Mr. Scholten opened his mouth to reply as everyone quieted. Kloppman and Hayes exchanged a 'here he goes' look.

"Well that proves my point even further," Mr. Scholten said confidently. "Come now, Lawrence. I have none but the best intentions for the boys when I say you would be foolish to not accept this offer for the merging of the two institutions."

Racetrack listened to the voices, his eyes growing wider.

Mr.
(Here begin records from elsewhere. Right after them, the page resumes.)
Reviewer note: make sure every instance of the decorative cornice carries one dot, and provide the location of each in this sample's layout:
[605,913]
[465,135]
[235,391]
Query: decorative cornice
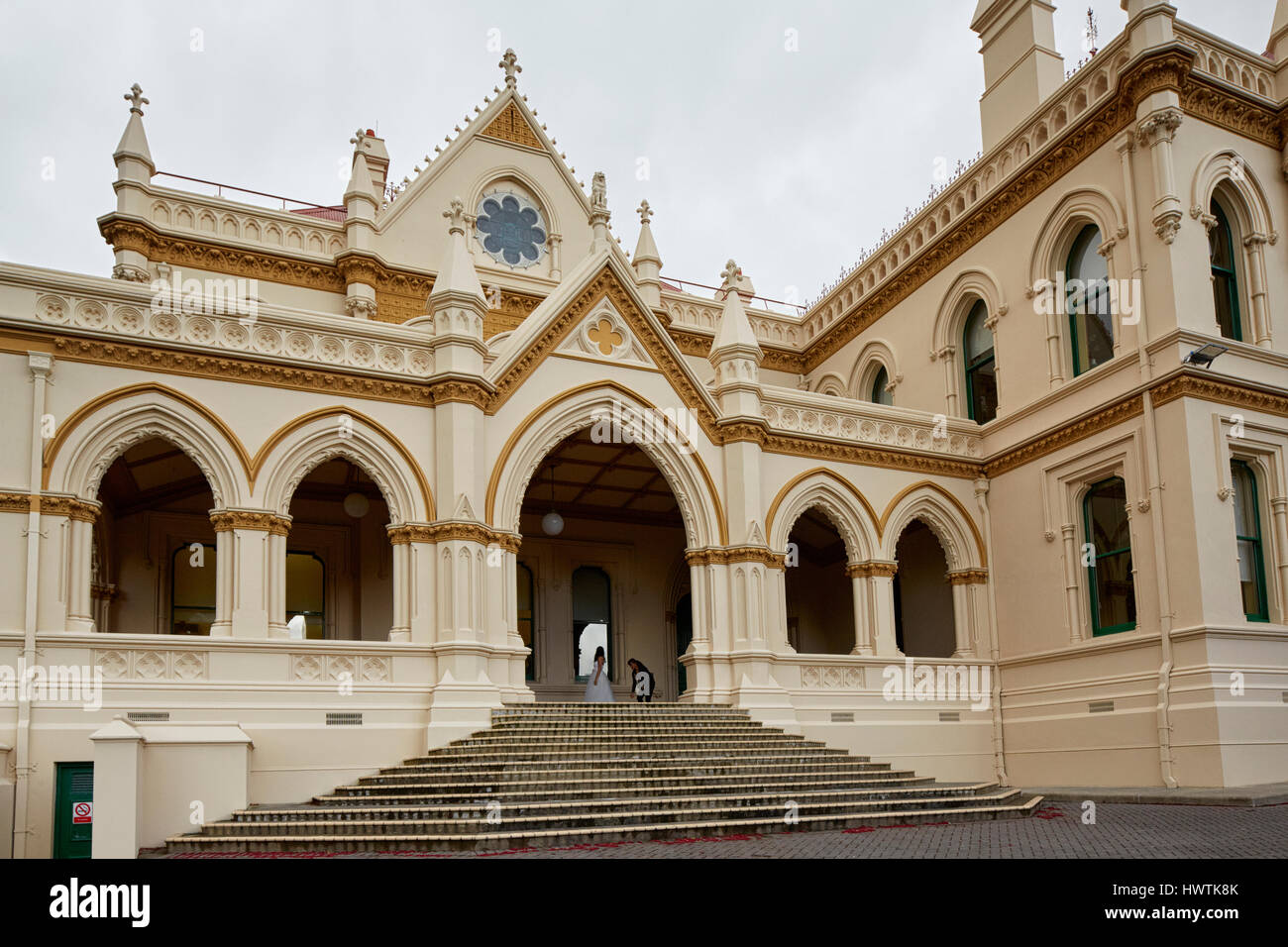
[1167,68]
[1054,441]
[716,556]
[452,531]
[263,521]
[868,457]
[156,359]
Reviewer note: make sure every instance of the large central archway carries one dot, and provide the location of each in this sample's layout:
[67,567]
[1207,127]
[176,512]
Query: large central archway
[597,574]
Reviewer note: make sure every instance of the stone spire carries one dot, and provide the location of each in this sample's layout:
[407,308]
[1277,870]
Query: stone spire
[134,169]
[734,338]
[599,214]
[133,157]
[648,264]
[1278,46]
[456,304]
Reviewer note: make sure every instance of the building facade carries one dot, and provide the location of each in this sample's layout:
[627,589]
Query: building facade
[312,488]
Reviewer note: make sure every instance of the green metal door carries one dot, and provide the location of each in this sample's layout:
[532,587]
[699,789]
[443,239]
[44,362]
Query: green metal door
[73,809]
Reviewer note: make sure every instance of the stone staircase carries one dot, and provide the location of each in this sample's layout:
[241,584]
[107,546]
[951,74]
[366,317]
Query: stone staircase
[549,775]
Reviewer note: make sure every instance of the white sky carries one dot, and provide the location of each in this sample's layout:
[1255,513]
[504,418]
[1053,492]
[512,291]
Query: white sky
[789,162]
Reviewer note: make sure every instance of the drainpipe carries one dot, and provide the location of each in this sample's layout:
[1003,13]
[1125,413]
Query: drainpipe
[1164,598]
[40,365]
[993,644]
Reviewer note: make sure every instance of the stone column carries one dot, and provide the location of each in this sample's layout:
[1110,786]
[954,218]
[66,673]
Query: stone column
[1256,265]
[80,609]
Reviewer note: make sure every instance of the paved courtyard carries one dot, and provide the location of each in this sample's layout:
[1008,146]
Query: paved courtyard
[1056,831]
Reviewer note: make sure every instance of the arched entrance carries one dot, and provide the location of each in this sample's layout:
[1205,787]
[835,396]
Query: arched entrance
[601,565]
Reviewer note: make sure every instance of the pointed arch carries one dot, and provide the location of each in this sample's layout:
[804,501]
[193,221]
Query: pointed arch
[291,453]
[580,407]
[837,499]
[98,432]
[947,518]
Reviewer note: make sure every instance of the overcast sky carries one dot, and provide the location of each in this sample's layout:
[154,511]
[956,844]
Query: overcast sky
[789,161]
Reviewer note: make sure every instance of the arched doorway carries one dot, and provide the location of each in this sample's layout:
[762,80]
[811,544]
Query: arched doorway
[819,595]
[922,595]
[600,567]
[339,561]
[154,562]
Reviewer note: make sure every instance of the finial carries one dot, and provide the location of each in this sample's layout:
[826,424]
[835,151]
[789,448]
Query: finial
[456,215]
[136,98]
[510,63]
[730,274]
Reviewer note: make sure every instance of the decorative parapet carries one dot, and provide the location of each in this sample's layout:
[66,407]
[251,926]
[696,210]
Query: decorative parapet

Scholten continued. "To move the poor boys of Duane Street Lodging House into Mary Immaculate Home for Girls. It's one of the finest and oldest homes for wayward girls in New York, and it is a dynamic step into the future—"

Racetrack leapt up from his hidden position and dashed down the hall, avoiding all the creaking boards. When he got to the dorm, he quickly shook Jack awake, trying to catch his breath.

"Jack! I just found out...we're moving to Mary Immaculate!" He whispered the rest into Jack's ear, all the way Jack's sleepy confusion twisted into a look of horror.

"Mary Immaculate Home for Girls?" He asked in disgust, wiping his eyes in exhaustion. "Can you please get out of my face and let me sit up?"

Minutes later, Jack, Race, Kid Blink, Mush, and Skittery huddled in the largest stall in the washroom with a few candles for light, everyone jabbering in hysteric whispers.

"We have got to find a better place to do this," Skittery muttered, looking around the cramped stall.

"So when is this happening?" Kid Blink asked Race.

Race shrugged. "Next week, I think."

Jack shook his head, crossing his arms in contempt. "This is bullshit."

Mush gave Jack a sideways glance. "Why? Mary Immaculate girls are pretty."

"Things will be so much stricter there than they are here," Skittery frowned, running his index finger quickly through the candle flame. "I'd rather go back to sleeping in alleys."

"Are we sharing a dorm with them?" Mush asked.

Skittery shrugged. "I ain't sharing a dorm 'em. They'll get me carted to the Refuge just for smoking."

Mush didn't him any attention. "This is the best thing to happen since we won the strike," he went on, thinking about all the beautiful girls at Mary Immaculate.

Jack side-eyed him angrily. "Oh sure, you would just go from skirt to skirt until you got to the headmistress."

Kid Blink laughed. "They'll have to change the name to Mary Once-Immaculate."

Jack shushed them. "We have to keep this a secret. Meet tomorrow after the noon edition."